これは無理もないと言うか、そもそも国際法上グレーゾーンの存在なので、的確な(つまり法的な定義の裏付けがある)呼称が存在しないのである。
順を追って見て行くと、まず傭兵というのは、金銭で雇われて戦闘を請け負う兵士たちのことで、その歴史は古い。『傭兵の二千年史』(菊地良生・著 講談社現代新書)という本を読むとよく分かるが、古代ギリシャ・ローマの時代より、ヨーロッパで起きた戦争や革命には、まず例外なく傭兵が関与していた。
と言うより、我々が軍隊の一般的な姿として思い浮かべる「国民軍」というものは、18世紀末に起きたフランス市民革命の後に初めて登場したもので、それ以前の軍隊とは王侯貴族の家臣団と傭兵から成るものであったのだ。
20世紀後半の冷戦期に、軍事の形態が複雑化すると、もっぱら戦闘を請け負う傭兵だけでなく、補給など後方支援、拠点の警備、要人の警護といった任務を請け負う企業が登場してきた。世に言う軍事のアウトソーシングである。
過去の傭兵は、退役軍人などのネットワークでもって、個別具体的な任務のために募集されたが、近年では組織的かつ継続的に行う企業が登場し、民間軍事会社と呼ばれている。
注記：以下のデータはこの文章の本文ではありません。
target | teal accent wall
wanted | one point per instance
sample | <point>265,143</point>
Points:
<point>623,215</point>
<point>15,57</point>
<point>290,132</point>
過去の傭兵募集が、日雇いなど短期雇用の労働力を集める「手配師」の仕事であったとすれば、顧客に代わって給与から社会保険料までを支払う「派遣会社」になったと思えばよい。両者の共通点は、はなはだしい金額をピンハネする事だが、その話はさておき。
準軍事組織と呼ばれるのは、正規軍ではないものの、豊富な資金力を背景に、装備など最新の物を揃えており、戦闘力では見劣りしないからだ。
最後に「プーチンの私兵」という呼称だが、これは、いささか複雑な背景がある。
まずロシアでは、民間軍事会社の設立が法的に認められていない。軍隊経験者が他国の紛争に介入した結果、面倒な問題に巻き込まれる事態を嫌ったからで、傭兵として活動したことが明るみに出た場合、懲役8年以下の刑に処せられるという規定まである。
つまりワグネルは超法規的な活動を行っていたことになるわけで、今年になって初めて、プーチン大統領自身が、過去のワグネルの活動について、ロシア政府の後押しがあったことを認めたくらいである。